East Berlin Malt Rye - Malfabrot (Germany)
Today's bake: East Berlin Malt Rye - Malfabrot (Germany)
Source: The Rye Baker by Stanley Ginsberg
Notes: None
Substitutions: None
Discussion: Another nice rye bread from 'The Rye Baker'. This is a relatively easy bread to make with only a sponge and main dough. It has a nice sour taste and Stanley describes it best as a 'tender close crumbed bread. The malt is incredibly sweet with strong chocolate, caramel, and coffee notes from the roasting.' I sampled a slice after cooling and then the next morning and the flavors definitely intensify with an overnight aging.
Make again? - Yes.
Changes/Recommendations: Less flour in the bannetons and scale the formula for larger boules.
*** The Images can be made to full size by placing your cursor on the image and right clicking, and then, open image in a new tab.
Ratings:
Comments
Very appealing loaves Tony with that natural "scoring".
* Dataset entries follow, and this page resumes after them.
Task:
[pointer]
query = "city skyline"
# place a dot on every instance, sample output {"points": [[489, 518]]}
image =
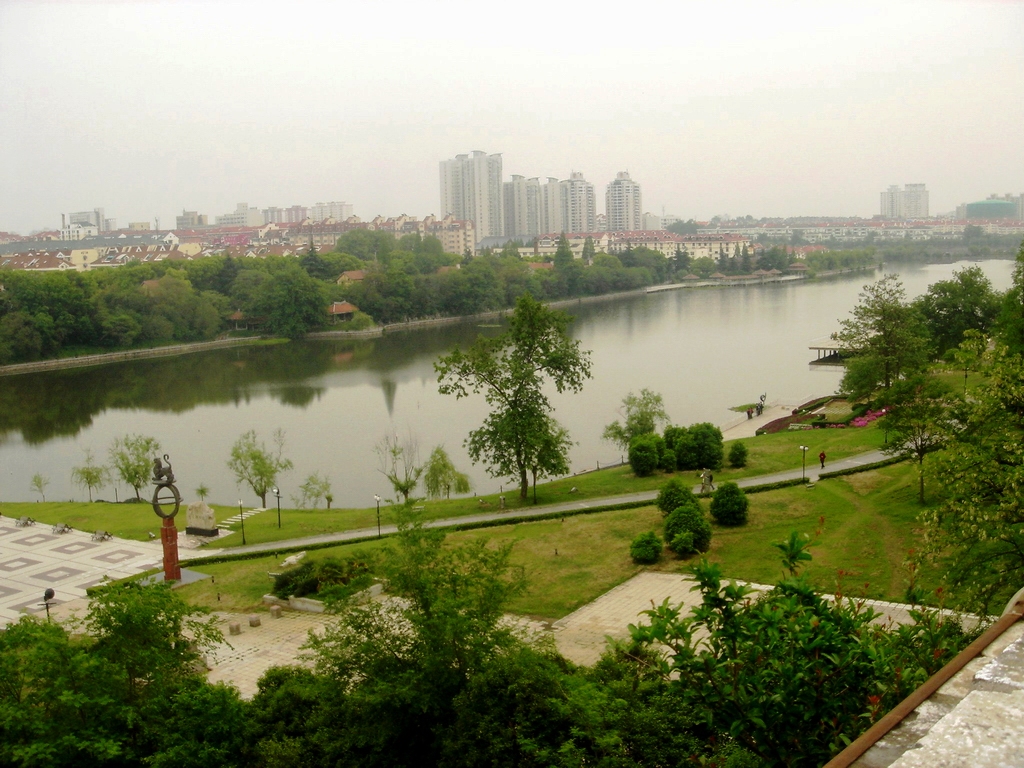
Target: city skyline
{"points": [[770, 110]]}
That's an awful lot of malted barley, or at least it would be for a wheat bread. Must have tasted amazing?
-Jon
Thanks Jon,
There are indeed lots of roasted flavor from the malted barley.
Tony
Tony, they are great looking rye loaves. I love the way that they opened naturally, they are very handsome. I wish I liked rye more than I do, but what can you do, I would otherwise try it just to bake a beautiful loaf like yours.
Benny
Thanks Benny
What an artful super-dank dark bread! Can you give more info on the malted barley. Powder or syrup? Non-diastatic, I assume, if it's roasted. Thanks.
Rob
Thanks Rob, I used the Malt that Stanley recommended which is whole grain and then I milled it to super fineness in my Komo mill. See photo below -
Barley Malt.jpg
I posed this question a couple of years ago when I wanted to make this bread. TFL member@mariana found a reference to the authentic Malfa Kraftma Spezial Brotmehl. I found the spec sheet for the malt:
https://www.thefreshloaf.com/comment/514454#comment-514454
I only had a crystal barley malt at 120° L and was very pleased with the result. But I want to try a darker malt closer to the spec. I recently purchased a Simpsons Coffee Malt (160L) and Crisp Malt Pale Chocolate Malt (200L) from the local brew store. I haven't made the Malfabrot with these yet, but I will report on them in the future when I do. Also note that crystal malts are slightly different than plain roasted malts. The malt is allowed to liquefy and crystallize during the process and that may impart a stronger caramel flavor.
That is sure a beauty!!
I love the cracks and crumb. Wow!
I don't have your particular malt -only pale malt, wheat and rye malts, and a dark chocolate rye malt.
Your malt seems to really make a difference in flavor. Choc rye malt gives a lot of neat visual effects but not so great on flavor without spices.